Y ella seguía ahí, cabalgando
velozmente como quien huye de una batalla que amenaza con arrebatarle la vida.
Yo la observaba desde el balcón de mi cuarto y me dejaba seducir por los
dibujos que hacían sus rizos negros al ritmo del viento de aquella tarde de marzo.
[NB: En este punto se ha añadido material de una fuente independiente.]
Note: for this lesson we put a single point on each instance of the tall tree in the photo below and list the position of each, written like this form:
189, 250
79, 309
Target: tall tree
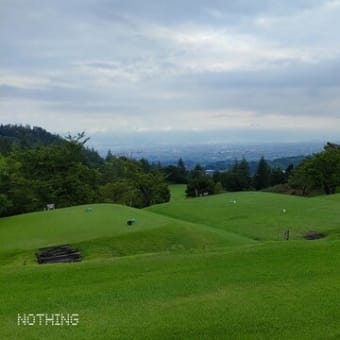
262, 175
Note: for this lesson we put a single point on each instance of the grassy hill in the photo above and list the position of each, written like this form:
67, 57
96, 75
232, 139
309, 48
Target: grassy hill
101, 230
259, 215
202, 268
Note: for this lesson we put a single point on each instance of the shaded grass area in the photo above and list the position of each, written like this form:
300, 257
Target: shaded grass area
281, 290
103, 232
259, 215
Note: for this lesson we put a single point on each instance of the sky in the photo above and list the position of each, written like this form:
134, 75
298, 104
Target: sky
180, 70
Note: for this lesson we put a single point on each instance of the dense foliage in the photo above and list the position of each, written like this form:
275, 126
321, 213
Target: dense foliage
238, 178
320, 172
66, 173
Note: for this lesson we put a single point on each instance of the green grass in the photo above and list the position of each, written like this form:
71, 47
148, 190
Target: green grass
201, 268
259, 215
104, 232
273, 291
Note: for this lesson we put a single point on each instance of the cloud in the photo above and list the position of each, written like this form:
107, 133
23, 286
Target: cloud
171, 66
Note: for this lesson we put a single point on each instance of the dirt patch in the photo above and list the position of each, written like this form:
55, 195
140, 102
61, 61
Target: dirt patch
313, 235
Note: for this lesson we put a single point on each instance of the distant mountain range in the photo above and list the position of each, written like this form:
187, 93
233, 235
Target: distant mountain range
219, 156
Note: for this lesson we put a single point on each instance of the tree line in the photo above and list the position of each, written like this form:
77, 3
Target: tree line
66, 173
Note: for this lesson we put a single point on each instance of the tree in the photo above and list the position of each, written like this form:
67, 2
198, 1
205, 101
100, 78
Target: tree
319, 172
262, 175
199, 183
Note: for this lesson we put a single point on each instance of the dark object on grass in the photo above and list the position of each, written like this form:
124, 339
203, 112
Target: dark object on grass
62, 253
286, 235
313, 235
131, 221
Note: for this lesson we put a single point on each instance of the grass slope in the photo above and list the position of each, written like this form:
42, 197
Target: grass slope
278, 290
259, 215
103, 232
195, 270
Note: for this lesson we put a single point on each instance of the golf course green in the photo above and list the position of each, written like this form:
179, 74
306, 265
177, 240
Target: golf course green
215, 267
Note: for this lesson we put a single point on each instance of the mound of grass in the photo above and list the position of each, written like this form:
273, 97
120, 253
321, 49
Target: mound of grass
281, 290
258, 215
102, 230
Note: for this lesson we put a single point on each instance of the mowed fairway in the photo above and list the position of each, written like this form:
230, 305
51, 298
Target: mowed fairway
258, 215
202, 268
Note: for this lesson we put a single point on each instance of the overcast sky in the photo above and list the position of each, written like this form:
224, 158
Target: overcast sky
261, 68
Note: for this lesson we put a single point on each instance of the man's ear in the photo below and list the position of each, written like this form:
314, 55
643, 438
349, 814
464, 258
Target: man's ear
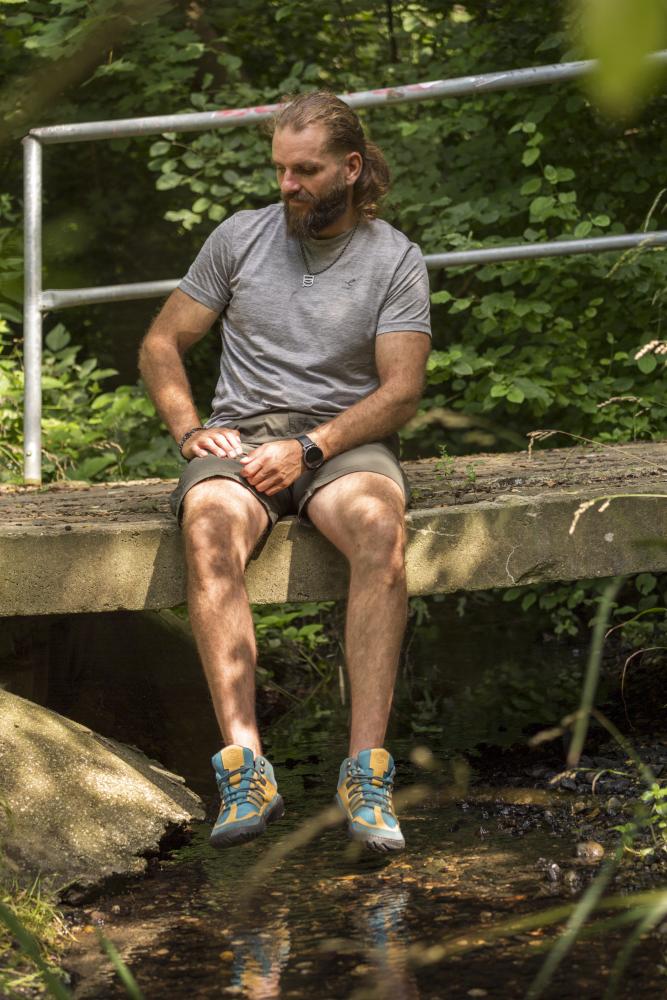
354, 163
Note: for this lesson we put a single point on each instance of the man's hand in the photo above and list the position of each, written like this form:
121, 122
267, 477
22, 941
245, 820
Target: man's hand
273, 466
221, 441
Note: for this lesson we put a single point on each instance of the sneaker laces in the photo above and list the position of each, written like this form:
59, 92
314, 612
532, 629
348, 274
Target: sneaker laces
252, 793
378, 794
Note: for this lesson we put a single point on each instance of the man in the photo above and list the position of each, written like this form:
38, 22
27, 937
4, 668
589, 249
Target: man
325, 335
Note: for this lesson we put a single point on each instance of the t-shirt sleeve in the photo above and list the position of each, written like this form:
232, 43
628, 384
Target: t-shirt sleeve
407, 306
209, 279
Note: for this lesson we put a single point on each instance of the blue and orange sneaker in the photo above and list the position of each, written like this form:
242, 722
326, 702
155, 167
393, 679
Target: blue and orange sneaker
364, 794
249, 794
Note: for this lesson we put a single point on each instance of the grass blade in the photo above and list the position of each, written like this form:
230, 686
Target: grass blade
580, 914
30, 947
653, 917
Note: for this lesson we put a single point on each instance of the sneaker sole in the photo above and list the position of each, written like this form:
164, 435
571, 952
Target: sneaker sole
373, 841
230, 838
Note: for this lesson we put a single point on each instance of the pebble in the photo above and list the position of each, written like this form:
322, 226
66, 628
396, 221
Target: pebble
590, 851
554, 873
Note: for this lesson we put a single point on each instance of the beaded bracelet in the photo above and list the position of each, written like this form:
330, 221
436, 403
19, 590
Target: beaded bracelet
188, 434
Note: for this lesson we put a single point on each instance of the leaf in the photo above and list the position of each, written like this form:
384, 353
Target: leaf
647, 363
515, 395
168, 181
531, 186
57, 338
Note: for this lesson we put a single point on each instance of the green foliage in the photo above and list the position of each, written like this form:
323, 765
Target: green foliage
88, 433
571, 608
33, 936
281, 630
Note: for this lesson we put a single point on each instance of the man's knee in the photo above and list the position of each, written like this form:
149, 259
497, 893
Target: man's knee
377, 534
222, 522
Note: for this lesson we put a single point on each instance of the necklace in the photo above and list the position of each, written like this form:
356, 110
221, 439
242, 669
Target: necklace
310, 275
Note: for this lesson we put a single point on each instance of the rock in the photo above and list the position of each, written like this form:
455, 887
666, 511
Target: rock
553, 872
80, 808
571, 880
590, 851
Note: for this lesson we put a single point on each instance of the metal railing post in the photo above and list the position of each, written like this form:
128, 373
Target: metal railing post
32, 312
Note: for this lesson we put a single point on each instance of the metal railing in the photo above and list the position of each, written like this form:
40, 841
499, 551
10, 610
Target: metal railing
38, 300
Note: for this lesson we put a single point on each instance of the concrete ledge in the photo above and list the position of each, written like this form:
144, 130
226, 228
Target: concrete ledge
487, 521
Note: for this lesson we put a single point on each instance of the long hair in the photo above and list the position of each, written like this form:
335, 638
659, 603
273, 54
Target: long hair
345, 135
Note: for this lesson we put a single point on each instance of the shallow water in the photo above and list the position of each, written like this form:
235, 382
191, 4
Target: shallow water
330, 921
327, 920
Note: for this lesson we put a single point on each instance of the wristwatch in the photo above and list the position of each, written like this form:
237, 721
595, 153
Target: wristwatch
313, 456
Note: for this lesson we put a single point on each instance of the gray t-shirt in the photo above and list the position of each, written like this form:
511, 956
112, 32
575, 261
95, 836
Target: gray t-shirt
309, 348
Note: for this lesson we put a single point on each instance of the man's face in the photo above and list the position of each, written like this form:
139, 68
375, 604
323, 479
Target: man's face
313, 183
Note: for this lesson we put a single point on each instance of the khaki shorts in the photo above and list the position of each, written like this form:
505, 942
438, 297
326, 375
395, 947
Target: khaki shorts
377, 456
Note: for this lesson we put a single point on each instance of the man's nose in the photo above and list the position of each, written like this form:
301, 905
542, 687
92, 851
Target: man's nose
289, 184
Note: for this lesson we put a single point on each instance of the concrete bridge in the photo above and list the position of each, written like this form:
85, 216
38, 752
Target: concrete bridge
476, 522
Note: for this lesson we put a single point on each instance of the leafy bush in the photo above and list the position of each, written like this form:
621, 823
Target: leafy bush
87, 433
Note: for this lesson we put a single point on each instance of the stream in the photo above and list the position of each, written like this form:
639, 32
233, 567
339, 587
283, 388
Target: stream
491, 839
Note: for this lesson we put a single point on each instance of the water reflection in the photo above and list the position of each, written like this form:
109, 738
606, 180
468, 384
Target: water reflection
381, 920
260, 955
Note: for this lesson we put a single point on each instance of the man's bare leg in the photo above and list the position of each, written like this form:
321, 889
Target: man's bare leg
222, 522
363, 514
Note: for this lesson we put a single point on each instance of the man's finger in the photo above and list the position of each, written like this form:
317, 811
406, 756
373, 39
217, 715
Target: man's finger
229, 441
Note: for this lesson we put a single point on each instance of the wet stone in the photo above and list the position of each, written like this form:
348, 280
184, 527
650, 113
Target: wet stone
590, 851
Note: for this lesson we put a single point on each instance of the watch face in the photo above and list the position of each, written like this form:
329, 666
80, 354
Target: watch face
313, 456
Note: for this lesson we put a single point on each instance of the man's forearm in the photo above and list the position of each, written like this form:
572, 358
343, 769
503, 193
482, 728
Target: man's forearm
371, 419
166, 380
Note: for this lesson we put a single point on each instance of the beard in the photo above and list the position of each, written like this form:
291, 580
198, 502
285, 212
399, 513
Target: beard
321, 212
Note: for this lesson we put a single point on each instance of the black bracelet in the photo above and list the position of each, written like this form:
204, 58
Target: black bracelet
188, 434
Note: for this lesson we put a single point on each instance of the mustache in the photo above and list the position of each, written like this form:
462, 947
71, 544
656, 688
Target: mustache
308, 199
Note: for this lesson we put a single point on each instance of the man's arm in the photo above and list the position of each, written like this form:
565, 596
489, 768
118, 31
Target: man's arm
181, 323
400, 360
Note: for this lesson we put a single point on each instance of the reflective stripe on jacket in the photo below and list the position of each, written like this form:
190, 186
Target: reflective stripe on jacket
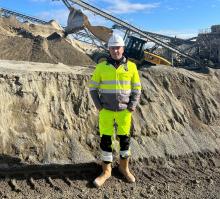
115, 88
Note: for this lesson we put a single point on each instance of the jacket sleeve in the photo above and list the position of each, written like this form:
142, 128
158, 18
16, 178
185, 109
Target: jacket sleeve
135, 90
94, 88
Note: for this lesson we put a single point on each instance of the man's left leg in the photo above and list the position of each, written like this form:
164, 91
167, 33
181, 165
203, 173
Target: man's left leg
123, 120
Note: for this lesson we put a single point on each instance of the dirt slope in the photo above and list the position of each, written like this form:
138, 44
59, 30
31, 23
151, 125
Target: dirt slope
175, 137
38, 43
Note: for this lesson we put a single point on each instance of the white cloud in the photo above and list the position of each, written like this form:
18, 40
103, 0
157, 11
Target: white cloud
60, 15
184, 34
124, 6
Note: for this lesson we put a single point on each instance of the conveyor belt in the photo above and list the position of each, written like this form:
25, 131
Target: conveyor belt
131, 28
32, 19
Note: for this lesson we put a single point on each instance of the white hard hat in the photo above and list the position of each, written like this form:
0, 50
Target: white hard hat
116, 40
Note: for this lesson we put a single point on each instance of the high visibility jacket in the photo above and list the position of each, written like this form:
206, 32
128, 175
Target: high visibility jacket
115, 88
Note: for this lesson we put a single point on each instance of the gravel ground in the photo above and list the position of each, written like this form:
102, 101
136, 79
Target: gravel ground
185, 177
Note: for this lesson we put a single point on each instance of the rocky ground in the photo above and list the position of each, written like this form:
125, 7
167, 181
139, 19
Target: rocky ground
49, 143
185, 177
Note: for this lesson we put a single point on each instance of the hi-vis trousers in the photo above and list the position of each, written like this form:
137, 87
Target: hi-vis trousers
111, 122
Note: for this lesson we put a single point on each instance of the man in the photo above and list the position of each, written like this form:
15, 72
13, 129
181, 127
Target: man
115, 89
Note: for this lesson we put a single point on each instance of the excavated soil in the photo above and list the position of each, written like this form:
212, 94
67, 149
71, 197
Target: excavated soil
48, 126
186, 177
19, 42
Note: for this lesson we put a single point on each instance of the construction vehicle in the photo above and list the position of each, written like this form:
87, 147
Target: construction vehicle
136, 39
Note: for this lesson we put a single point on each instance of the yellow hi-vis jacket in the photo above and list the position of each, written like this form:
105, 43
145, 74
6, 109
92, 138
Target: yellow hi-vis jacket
113, 88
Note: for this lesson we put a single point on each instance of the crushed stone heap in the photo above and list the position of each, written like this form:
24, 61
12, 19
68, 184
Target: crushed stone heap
17, 42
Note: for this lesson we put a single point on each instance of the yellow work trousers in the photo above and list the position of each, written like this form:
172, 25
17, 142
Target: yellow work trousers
108, 119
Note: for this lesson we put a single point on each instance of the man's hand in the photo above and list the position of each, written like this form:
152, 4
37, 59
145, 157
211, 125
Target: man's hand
130, 109
100, 109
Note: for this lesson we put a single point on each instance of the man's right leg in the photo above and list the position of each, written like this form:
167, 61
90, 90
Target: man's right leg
106, 156
106, 129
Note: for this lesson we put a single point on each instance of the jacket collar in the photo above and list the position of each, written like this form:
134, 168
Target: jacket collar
116, 63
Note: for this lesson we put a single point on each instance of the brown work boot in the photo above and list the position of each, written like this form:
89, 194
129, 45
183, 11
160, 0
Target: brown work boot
106, 173
123, 168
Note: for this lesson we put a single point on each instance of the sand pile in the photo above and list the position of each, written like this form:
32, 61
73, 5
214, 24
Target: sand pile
27, 42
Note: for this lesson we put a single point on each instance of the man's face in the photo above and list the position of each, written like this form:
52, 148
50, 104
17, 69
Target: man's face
116, 52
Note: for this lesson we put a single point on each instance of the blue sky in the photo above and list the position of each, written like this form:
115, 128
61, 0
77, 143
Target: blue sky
182, 18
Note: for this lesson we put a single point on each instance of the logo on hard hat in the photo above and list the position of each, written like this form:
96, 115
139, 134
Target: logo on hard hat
116, 40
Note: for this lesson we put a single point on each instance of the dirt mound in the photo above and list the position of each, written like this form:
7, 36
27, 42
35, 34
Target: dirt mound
175, 134
11, 26
39, 49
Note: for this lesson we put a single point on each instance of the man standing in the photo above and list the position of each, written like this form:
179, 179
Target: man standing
115, 89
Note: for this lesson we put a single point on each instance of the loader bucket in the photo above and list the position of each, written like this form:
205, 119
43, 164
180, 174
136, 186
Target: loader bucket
76, 21
101, 32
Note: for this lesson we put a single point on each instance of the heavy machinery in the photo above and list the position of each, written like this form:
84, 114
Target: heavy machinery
136, 39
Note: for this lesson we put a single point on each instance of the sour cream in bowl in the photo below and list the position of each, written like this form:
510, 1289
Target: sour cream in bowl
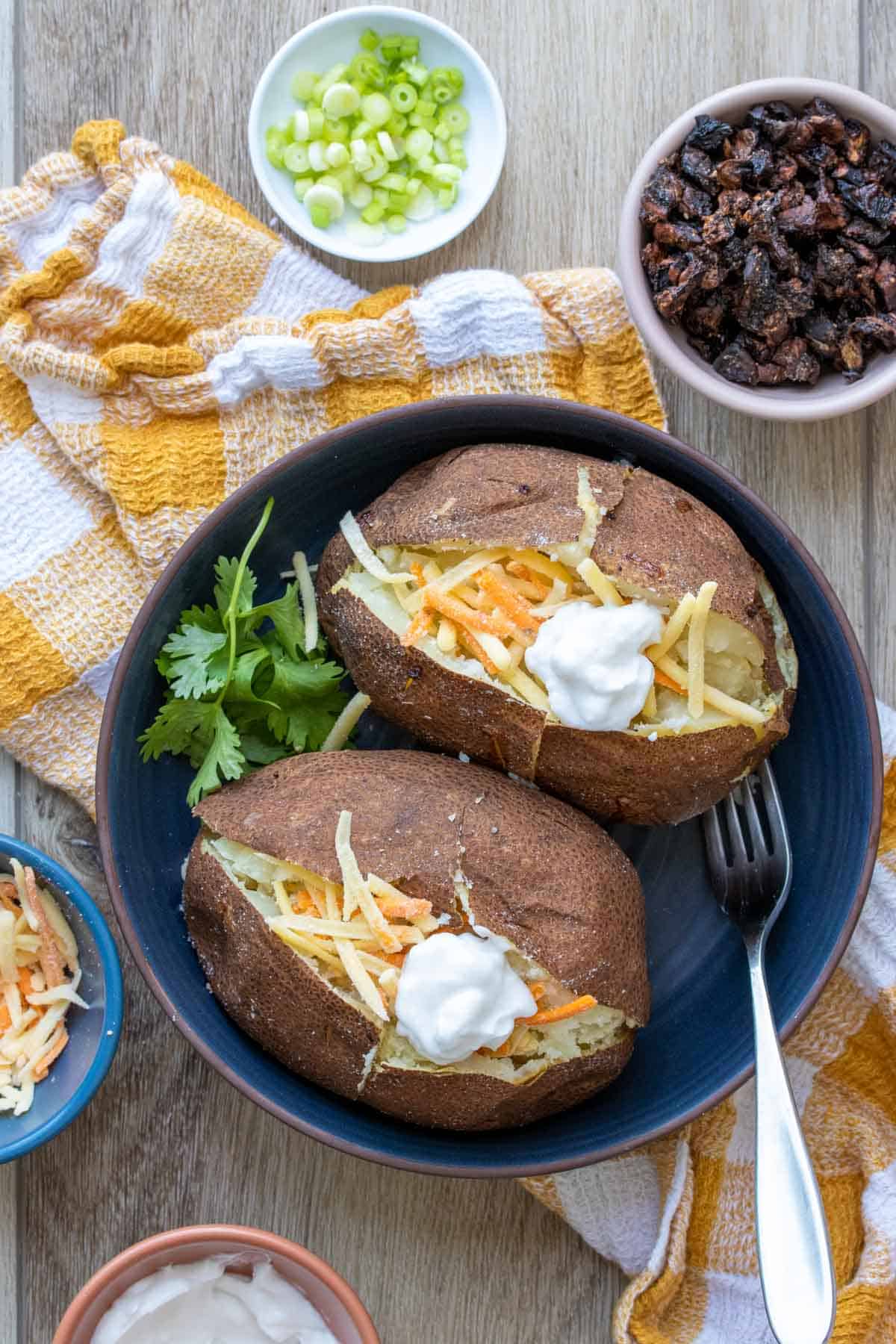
217, 1284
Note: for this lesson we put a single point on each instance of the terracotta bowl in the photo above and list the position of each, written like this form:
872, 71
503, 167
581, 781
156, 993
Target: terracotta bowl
321, 1285
830, 396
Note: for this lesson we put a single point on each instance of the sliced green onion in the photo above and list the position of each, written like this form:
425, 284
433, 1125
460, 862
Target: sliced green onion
317, 155
418, 143
337, 156
302, 85
361, 155
378, 171
296, 159
403, 97
422, 206
336, 132
415, 72
376, 109
340, 100
301, 129
388, 147
361, 195
327, 196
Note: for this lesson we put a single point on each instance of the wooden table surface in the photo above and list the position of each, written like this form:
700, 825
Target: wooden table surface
588, 87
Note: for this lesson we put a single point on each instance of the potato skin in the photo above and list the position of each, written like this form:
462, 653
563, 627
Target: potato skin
267, 991
539, 873
653, 535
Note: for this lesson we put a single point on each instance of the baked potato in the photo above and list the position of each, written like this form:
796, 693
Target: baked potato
438, 596
445, 848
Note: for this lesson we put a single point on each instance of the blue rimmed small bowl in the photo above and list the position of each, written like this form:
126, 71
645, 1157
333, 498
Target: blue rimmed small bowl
93, 1033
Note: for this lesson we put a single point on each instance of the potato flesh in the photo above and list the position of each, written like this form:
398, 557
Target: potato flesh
734, 656
598, 1028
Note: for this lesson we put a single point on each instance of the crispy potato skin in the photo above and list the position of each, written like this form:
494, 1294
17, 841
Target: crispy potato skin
655, 535
270, 992
539, 873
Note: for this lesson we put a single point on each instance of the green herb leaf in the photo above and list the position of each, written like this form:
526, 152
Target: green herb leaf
226, 571
223, 759
242, 691
191, 651
287, 616
173, 727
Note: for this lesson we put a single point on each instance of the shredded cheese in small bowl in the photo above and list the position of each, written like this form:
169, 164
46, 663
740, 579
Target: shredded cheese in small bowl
40, 977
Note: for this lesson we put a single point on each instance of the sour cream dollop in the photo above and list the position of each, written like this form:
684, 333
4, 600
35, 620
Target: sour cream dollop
202, 1303
458, 992
591, 663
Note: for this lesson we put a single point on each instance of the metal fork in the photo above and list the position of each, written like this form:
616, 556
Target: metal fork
751, 866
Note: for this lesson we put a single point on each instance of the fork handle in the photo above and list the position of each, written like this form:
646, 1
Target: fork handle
794, 1251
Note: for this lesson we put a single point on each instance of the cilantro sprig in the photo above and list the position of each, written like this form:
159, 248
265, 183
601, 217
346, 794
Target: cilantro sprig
242, 691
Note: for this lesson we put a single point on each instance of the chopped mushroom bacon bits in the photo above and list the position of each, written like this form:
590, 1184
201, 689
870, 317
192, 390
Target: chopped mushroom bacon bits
40, 977
773, 243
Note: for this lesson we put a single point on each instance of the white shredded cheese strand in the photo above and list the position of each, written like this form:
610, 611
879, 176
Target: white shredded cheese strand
696, 650
366, 556
339, 734
309, 601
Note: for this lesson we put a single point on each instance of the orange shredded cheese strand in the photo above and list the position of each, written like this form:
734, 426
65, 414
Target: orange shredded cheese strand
49, 954
467, 617
662, 679
570, 1009
512, 603
473, 647
418, 628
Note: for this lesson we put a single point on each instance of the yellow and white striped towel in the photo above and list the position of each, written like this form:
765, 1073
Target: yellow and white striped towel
159, 347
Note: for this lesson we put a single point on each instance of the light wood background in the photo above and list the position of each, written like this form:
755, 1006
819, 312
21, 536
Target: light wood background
588, 85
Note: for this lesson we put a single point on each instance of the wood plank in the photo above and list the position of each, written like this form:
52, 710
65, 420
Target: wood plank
880, 54
8, 793
167, 1142
10, 1172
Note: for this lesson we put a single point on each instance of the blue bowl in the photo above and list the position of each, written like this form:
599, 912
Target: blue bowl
93, 1033
699, 1043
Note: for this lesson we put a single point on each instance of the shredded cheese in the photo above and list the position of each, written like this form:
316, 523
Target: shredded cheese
40, 977
346, 724
696, 650
309, 601
675, 628
736, 710
600, 584
366, 556
575, 551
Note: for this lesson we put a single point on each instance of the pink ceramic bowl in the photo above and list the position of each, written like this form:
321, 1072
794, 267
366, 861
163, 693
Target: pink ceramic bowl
830, 396
321, 1285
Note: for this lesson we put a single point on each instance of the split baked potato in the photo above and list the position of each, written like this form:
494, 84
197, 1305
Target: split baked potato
442, 847
435, 594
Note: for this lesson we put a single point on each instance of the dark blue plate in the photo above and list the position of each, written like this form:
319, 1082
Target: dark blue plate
699, 1043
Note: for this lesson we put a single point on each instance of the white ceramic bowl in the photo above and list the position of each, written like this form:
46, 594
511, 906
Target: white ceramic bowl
335, 38
832, 394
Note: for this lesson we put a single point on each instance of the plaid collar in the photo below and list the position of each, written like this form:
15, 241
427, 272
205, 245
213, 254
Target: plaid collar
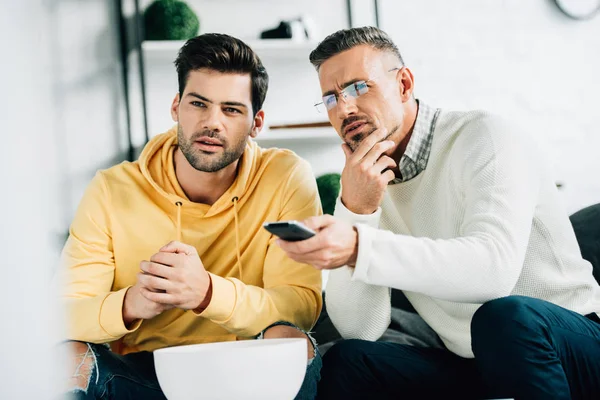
415, 158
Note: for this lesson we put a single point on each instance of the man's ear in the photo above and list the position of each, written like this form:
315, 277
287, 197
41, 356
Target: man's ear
406, 83
259, 123
175, 108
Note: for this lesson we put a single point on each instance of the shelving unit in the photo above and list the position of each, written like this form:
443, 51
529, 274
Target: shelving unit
315, 135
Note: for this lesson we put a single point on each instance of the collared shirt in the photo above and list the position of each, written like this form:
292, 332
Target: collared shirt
414, 160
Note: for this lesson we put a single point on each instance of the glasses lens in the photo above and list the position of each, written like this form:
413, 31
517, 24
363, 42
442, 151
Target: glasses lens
329, 101
320, 107
356, 89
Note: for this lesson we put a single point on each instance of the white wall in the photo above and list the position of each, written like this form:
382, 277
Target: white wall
521, 59
60, 109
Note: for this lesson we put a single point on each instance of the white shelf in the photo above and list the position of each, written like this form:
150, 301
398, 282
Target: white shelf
320, 135
265, 48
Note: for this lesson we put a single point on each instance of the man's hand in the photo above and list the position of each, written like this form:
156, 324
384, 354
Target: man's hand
334, 245
367, 173
136, 306
177, 276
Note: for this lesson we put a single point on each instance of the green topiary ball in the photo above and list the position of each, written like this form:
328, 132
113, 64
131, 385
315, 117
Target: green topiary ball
170, 20
329, 188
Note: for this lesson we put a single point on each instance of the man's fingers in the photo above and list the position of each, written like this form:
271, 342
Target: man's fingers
157, 269
367, 144
166, 258
178, 247
319, 222
160, 298
383, 163
388, 176
154, 282
300, 247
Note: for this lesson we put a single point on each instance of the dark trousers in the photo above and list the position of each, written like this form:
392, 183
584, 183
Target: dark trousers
524, 348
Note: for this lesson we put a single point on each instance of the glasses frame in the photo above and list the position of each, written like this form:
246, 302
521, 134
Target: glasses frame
344, 94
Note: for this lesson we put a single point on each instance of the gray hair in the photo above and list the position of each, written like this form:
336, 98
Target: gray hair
346, 39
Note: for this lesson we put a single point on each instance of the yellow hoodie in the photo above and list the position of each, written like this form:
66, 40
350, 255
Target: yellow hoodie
131, 210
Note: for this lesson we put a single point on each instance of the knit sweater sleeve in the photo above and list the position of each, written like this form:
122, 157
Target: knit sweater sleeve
496, 181
357, 309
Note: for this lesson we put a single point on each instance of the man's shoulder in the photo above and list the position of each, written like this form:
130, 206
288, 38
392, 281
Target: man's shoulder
280, 160
465, 128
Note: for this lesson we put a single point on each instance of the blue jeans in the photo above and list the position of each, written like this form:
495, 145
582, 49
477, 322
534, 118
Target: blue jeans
524, 348
132, 376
En ocasiones me sentía preso del desespero por no poder acudir a su rescate y
ayudarla a escapar sin que sufriera ningún daño, pero al mismo tiempo sabía que
estaba actuando de la mejor manera: nadie mejor que ella para completar aquella
misión. Si mi intervención le arruinaba los planes, no iba a poder perdonármelo
jamás.
Me estremecí aún más cuando pasó
por el lado de aquel monstro con collar de cuero, que quiso derribarla del caballo para comérsela de a pedacitos. Por
fortuna, la princesa logró escapar y superar su mayor obstáculo. Sin darme
cuenta, yo ya estaba sentado en la reja, preparado para saltar hasta el primer
piso cuando el riesgo incrementara.
El sudor ya le recorría la cara y
el barro se abrazaba a sus pantalones. La princesa de rizos negros seguía
cabalgando con ímpetu, decidida a conseguir la victoria. Su bestia parecía
inanimada, sin sentimientos. Corría siempre con la misma expresión y no se estremecía
ni ante el más terrorífico ataque. Sin darme cuenta, ya estaba sudando yo
también. Tenía el corazón acelerado y me estaba mordiendo las uñas, pero seguía
bien agarrado del balcón.
De repente, en un pestañeo, la
princesa pareció perder el equilibrio y se derrumbó inevitablemente: era el
momento perfecto para mi intervención heroica. Vi el suelo demasiado lejos, así
que preferí deslizarme por la baranda de las escaleras para llegar al primer
piso. Salí a su rescate y me tropecé con la bestia tirada en el suelo, casi sin
dolor, casi sin vida. No me detuve ahí sino que fui a salvar a la dueña de
esos hermosos rizos de ensueño. Tenía un roto en su pantalón embarrado y le
chorreaban unas goticas de sangre de la rodilla derecha. Nuestro pequeño French
Poodle ladraba con vehemencia y hacía sonar la campanita que le colgaba de su
collar de cuero. Agarré a la princesa en mis brazos y traté de calmar su
llanto, pero mi esfuerzo fue inútil.
-¿Qué le pasó a tu hermana? –preguntó
mamá, desesperada, desde la puerta.
-Tranquila, madre. Se cayó de su
caballito de madera y se raspó la rodilla.